The ad was hailed as “celebrating America and Americanism” in media outlets geared toward people who like to do and think what they’re told, without questioning the management.

For a long time in this country, advances in technology and productivity translated into more leisure time for the American worker. Spending time with family, in church, in the community was not just something nice. Henry Ford, not a particularly nice man, shifted his workers from a six-day week to a five-day week in 1922, and then instituted a 40-hour week in 1926, because his company’s studies showed that it significantly reduced costly mistakes by tired workers. By 1937, most employers supported the Fair Labor Standards Act, which made the five-day, 40-hour work week federal law. It increased productivity, health, safety and efficiency.

If employees aren’t in good health, competitiveness suffers. Many managers and professionals will tell you that really great ideas often come during jogs or in the backyard or while quietly relaxing in an easy chair.

A few weeks ago, two unions representing 250,000 workers in the French technology, engineering and consulting sectors reached an agreement with employers, including the French offices of Facebook and Google, to limit business-related emails and phone calls after work hours. These employees, mostly managers, already work more than the legal 35-hour-a-week limit, mostly because of constant connection through smart phones and tablet computers. Employers will develop their own policies, but the crux is that workers will not be pressured into looking at work-related emails or documents after 6 p.m.
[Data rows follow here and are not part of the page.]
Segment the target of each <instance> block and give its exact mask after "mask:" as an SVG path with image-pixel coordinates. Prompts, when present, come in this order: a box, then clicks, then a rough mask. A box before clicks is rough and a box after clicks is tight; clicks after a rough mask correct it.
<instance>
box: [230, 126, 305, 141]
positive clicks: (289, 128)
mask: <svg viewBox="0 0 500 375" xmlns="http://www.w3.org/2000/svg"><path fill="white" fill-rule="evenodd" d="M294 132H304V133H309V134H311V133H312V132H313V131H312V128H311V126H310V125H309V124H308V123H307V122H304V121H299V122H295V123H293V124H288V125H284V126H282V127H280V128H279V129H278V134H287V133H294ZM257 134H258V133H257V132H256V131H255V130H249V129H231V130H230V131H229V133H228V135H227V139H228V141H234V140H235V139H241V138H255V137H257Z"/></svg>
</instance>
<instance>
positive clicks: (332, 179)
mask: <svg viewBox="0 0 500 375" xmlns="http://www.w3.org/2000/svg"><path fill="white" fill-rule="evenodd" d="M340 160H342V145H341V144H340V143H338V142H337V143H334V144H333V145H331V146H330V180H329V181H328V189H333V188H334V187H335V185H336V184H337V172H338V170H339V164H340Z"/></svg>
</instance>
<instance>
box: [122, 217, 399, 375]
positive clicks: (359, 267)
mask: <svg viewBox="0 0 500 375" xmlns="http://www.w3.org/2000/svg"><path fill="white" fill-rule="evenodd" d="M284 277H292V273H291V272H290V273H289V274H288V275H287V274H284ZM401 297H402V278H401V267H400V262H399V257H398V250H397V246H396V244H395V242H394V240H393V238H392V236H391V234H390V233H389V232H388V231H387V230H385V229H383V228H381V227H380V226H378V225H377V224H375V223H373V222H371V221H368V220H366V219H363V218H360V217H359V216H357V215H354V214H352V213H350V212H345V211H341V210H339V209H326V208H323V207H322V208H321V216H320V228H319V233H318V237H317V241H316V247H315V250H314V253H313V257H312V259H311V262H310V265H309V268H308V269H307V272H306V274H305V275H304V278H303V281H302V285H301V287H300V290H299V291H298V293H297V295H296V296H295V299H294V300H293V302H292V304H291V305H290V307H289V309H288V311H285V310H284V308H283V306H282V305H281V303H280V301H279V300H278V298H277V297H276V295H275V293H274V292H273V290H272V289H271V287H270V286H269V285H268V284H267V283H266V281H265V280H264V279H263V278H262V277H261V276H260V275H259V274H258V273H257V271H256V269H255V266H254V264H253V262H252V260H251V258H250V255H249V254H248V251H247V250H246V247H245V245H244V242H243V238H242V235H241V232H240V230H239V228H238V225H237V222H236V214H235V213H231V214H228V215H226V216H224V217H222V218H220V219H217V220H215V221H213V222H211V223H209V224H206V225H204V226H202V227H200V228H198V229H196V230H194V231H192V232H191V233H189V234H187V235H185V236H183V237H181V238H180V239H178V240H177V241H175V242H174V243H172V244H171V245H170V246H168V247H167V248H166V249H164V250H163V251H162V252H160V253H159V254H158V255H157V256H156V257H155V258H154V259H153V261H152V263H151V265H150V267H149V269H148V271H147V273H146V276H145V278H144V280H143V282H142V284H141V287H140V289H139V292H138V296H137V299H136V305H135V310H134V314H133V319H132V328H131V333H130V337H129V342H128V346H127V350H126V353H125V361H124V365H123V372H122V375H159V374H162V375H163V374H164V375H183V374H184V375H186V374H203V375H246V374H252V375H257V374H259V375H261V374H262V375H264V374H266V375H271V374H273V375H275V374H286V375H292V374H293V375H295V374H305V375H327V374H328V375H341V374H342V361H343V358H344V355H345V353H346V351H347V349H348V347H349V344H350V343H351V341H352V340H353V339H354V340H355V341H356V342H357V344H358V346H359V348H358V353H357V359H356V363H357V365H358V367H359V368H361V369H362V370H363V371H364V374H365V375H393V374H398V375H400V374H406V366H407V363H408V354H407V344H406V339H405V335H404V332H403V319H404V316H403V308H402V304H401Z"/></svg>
This has touched off an international sensation. “Life After 6” has become the talk of many of the world’s workplaces.
This has been building for a while. In 2011, Volkswagen turned off its servers at the end of the workday so that its (German) workers couldn’t send or receive emails. Last year, Germany’s Labor Ministry ordered supervisors not to contact employees outside office hours.

The city government of Gothenberg, Sweden (population 533,000) has started a controlled experiment in which some municipal employees shift to six-hour days. It’s hoped that staffers will take fewer sick days and feel better, increasing output.

Before anyone starts complaining about “lazy French,” note that French workers, even with a mandatory minimum of 30 vacation days a year, produce $57.70 worth of output per hour. That’s more than workers in Germany ($55.80), Great Britain ($55.20) and 14 other European economies. Germany is the economic engine of Europe, and workers there average 27 hours a week on the job.

Americans work nearly 11 hours more each week today than they did in 1976. Productivity has been shooting up, a full 23 percent since 2000 alone, while overall pay over the last decade has flatlined. Workers no longer share in productivity gains, a big reason Gallup found that only 30 percent of American workers still feel engaged and motivated at their jobs, costing as much as $550 billion a year in lost productivity and profitability.

Among the world’s advanced economies, only the South Koreans and the Japanese put in more hours than Americans. The Japanese invented a new word (“karoshi”) to describe sudden death from stress at an office desk. What will we call it?